In the 1920s the site was acquired by Batchelors, and became the company’s first canning factory. It became known as the birthplace of the mushy pea.
Mr Cross said: “The story of Lizzie the elephant is an essential part of Sheffield folklore and the site’s fame as the birthplace of the mushy pea simply adds to the appeal of the building.
“As we begin to work on the refurbishment of the site for both residential and commercial use, we will be working closely with the site’s owners to ensure that none of that heritage is lost.
“At Coda we always take enormous pride in preserving the past wherever possible and this is going to be an exciting project that assures the future of a fascinating slice of Sheffield history.”
Rob Darrington, of Commercial Property Partners, said Castlegate was on its way to becoming the next 'en-vogue' area of Sheffield.
He added: "It’s already surrounded by residential schemes, which at the moment may seem a little periphery, but once this areas develops, will soon be engulfed into the expanding city centre.

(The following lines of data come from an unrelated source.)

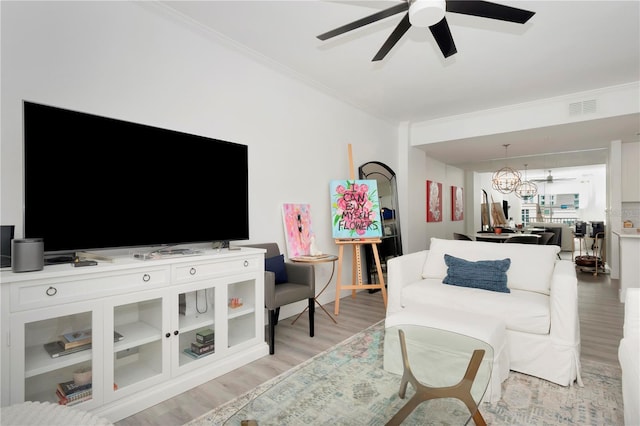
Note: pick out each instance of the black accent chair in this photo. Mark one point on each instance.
(464, 237)
(301, 285)
(523, 239)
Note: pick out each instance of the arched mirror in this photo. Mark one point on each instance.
(391, 245)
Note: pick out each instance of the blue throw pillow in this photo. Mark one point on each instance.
(276, 264)
(484, 274)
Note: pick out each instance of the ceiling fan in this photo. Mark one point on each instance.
(551, 179)
(430, 13)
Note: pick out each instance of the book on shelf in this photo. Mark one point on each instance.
(205, 335)
(75, 339)
(78, 396)
(70, 388)
(192, 354)
(202, 348)
(63, 400)
(58, 348)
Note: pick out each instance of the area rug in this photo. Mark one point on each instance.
(346, 385)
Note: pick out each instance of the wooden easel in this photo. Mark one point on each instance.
(356, 264)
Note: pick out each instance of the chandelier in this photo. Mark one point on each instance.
(505, 180)
(526, 189)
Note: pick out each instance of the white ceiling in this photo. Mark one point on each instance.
(567, 47)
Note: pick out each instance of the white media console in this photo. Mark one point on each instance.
(157, 306)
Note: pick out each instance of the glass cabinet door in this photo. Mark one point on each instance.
(137, 354)
(55, 356)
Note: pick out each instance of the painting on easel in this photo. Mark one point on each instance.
(355, 209)
(297, 228)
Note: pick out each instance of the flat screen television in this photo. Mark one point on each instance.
(92, 182)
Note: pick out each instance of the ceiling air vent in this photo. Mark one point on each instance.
(584, 107)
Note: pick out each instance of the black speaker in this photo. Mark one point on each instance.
(28, 254)
(6, 235)
(597, 228)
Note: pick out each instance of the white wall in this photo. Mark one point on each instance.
(416, 235)
(133, 61)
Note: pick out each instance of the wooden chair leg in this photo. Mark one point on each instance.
(312, 311)
(273, 318)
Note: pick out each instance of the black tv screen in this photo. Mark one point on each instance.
(92, 182)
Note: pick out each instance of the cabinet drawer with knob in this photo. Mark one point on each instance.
(50, 292)
(212, 269)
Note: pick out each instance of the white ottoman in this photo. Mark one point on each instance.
(482, 327)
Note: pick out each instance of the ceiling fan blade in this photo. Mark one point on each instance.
(366, 20)
(442, 34)
(401, 28)
(486, 9)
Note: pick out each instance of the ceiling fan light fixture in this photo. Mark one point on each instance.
(425, 13)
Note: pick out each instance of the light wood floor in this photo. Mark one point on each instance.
(601, 319)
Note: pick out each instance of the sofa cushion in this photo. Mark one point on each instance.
(524, 311)
(531, 265)
(275, 264)
(484, 274)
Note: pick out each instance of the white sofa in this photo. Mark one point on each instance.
(540, 311)
(629, 359)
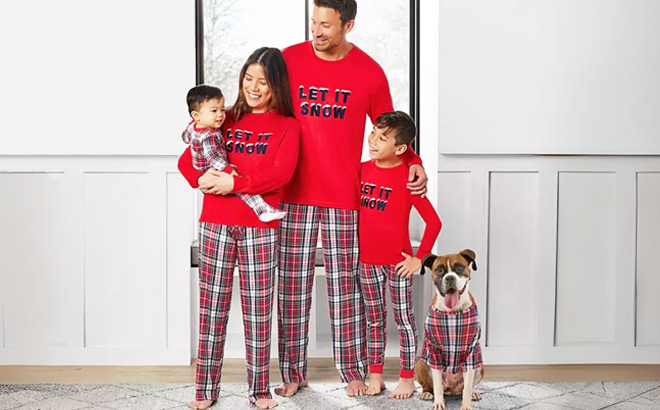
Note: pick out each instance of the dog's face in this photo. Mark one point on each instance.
(451, 274)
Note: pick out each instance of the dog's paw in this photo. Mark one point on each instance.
(439, 405)
(425, 395)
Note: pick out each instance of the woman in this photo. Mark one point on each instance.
(262, 140)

“It has many buildings with unique character, which prove attractive to residents, whilst also still being within walking distance of the city centre.
"I expect that the private sector could end up defining what becomes of the former market and Castlegate area, as they react to market forces."

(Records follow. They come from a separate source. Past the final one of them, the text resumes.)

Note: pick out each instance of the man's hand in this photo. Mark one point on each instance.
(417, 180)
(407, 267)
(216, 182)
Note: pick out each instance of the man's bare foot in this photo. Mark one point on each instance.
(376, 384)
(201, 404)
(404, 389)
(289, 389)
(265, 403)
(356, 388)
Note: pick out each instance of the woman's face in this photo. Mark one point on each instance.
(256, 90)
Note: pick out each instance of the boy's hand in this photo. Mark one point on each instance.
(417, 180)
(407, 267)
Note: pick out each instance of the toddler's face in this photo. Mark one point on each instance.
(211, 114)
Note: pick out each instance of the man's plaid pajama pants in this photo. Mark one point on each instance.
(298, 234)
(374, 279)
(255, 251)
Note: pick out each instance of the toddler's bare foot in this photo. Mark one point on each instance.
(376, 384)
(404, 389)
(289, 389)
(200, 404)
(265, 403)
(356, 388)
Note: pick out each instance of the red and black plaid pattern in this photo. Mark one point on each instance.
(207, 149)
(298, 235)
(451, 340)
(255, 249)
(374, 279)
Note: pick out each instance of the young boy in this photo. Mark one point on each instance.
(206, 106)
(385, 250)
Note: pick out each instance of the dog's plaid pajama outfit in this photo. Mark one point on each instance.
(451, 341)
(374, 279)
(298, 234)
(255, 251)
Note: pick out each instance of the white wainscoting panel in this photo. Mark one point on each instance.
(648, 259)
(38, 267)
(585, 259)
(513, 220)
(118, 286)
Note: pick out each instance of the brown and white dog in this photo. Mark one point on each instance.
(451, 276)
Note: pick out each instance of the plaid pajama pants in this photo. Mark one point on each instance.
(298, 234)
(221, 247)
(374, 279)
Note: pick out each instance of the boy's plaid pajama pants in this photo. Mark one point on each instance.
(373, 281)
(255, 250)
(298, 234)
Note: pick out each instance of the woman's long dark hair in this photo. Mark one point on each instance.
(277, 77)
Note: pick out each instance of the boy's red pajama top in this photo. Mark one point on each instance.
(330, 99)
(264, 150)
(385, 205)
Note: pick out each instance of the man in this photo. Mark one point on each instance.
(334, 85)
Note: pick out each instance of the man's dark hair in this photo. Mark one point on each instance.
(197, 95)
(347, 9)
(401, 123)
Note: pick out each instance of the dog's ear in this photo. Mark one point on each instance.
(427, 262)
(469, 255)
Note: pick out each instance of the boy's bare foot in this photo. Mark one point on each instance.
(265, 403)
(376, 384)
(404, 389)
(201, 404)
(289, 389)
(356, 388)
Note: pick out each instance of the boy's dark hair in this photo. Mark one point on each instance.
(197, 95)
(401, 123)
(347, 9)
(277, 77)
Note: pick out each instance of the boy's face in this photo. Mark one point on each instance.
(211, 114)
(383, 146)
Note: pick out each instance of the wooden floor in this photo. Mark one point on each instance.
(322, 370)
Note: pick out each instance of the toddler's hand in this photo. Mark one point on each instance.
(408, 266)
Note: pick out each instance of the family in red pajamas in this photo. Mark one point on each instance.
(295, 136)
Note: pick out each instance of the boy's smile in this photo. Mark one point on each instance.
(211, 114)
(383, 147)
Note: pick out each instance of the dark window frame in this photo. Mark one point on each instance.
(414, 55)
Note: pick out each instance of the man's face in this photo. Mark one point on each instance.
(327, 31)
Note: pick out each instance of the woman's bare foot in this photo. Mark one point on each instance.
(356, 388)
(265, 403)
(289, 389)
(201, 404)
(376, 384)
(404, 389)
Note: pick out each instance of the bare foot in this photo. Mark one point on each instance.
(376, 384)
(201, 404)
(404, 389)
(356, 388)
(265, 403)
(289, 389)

Mr Darrington pointed to Sheffield Hallam University's move into Fitzalan Square as an example of how to reinvigorate the area, adding: "Bringing the student population closer creates demand for housing but also leisure and amenities."

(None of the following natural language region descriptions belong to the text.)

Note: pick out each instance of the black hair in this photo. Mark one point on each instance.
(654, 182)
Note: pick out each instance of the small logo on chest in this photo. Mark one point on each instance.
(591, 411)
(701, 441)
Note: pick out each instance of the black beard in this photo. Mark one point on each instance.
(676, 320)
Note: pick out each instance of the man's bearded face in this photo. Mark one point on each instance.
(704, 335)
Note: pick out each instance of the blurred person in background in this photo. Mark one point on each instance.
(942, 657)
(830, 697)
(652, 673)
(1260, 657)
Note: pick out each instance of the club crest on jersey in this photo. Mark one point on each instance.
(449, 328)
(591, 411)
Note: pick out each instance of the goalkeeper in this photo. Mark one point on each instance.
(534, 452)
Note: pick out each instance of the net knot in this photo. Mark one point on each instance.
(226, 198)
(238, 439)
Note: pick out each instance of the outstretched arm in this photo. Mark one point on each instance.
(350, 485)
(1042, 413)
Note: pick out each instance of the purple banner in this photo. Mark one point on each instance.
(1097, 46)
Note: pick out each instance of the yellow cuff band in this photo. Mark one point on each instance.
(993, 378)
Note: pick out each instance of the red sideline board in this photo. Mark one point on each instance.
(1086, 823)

And he said there was an opportunity to better link the city centre with Victoria Quays.
"At the moment this is currently very detached and has to be one of the city’s most under-utilised areas.
"There are some fabulous, historic buildings around here, a mix of businesses, as well as the attractive waterfront. Yet, very few amenities.
"In any other city, a central quayside or docks is a major attraction and destination."